Theoretical and Practical Implications
The study establishes that skill generation from raw agent trajectories exhibits substantial variance and non-trivial risk of negative transfer. Extractor-target compatibility, experience pool composition, and the actionable content of skills are primary drivers, while neither model scale nor textual fluency predicts utility. The validated rubric offers a plug-in, deployment-realistic mechanism to systematically improve skill extraction, paving the way for principled screening and construction of skill libraries.
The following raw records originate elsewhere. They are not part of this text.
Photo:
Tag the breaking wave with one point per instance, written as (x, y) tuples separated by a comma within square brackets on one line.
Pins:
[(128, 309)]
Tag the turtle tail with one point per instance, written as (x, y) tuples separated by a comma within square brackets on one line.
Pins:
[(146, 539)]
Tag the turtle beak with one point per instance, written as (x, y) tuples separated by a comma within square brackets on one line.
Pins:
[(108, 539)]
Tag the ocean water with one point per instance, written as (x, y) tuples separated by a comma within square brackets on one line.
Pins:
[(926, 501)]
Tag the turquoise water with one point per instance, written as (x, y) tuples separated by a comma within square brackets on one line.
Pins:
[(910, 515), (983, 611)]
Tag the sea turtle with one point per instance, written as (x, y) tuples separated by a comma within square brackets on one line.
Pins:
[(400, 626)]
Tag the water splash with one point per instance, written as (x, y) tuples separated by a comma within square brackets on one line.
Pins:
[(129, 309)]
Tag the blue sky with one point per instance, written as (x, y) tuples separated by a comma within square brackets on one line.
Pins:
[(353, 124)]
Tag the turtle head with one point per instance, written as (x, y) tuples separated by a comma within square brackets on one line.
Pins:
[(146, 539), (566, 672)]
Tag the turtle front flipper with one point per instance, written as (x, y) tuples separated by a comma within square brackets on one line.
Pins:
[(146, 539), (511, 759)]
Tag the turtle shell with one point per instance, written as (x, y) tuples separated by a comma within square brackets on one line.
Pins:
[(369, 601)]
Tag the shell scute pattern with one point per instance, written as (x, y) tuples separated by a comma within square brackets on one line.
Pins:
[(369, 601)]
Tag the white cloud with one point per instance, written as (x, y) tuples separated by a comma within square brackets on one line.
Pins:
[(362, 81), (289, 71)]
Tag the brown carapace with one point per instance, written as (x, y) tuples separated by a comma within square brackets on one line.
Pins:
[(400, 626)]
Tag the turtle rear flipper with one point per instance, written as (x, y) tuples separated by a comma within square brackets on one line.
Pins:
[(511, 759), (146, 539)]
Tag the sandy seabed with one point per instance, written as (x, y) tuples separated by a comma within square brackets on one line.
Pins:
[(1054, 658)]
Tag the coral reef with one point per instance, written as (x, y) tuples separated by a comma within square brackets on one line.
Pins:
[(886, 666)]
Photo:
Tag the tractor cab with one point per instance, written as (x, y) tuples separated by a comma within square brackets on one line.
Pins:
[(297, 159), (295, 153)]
Practically, these findings enable practitioners to avoid silent degradation from poorly generated skills, screen out plausible but ineffective artifacts, and reliably scale skill extraction systems. Theoretically, they motivate future research on skill selection, composition, and safety at library scale, as well as deeper formalization of compatibility spaces across extractor-target pairs.
Conclusion
This systematic, utility-grounded study moves model-generated skill extraction from intuition-driven practice to principled discipline. It rigorously characterizes the sources of variance and negative transfer, provides validated criteria for actionable improvement, and informs both evaluation and extraction in agentic systems. The resulting framework and meta-skill prior will accelerate reliable agent evolution as skill libraries proliferate and agent harnesses scale.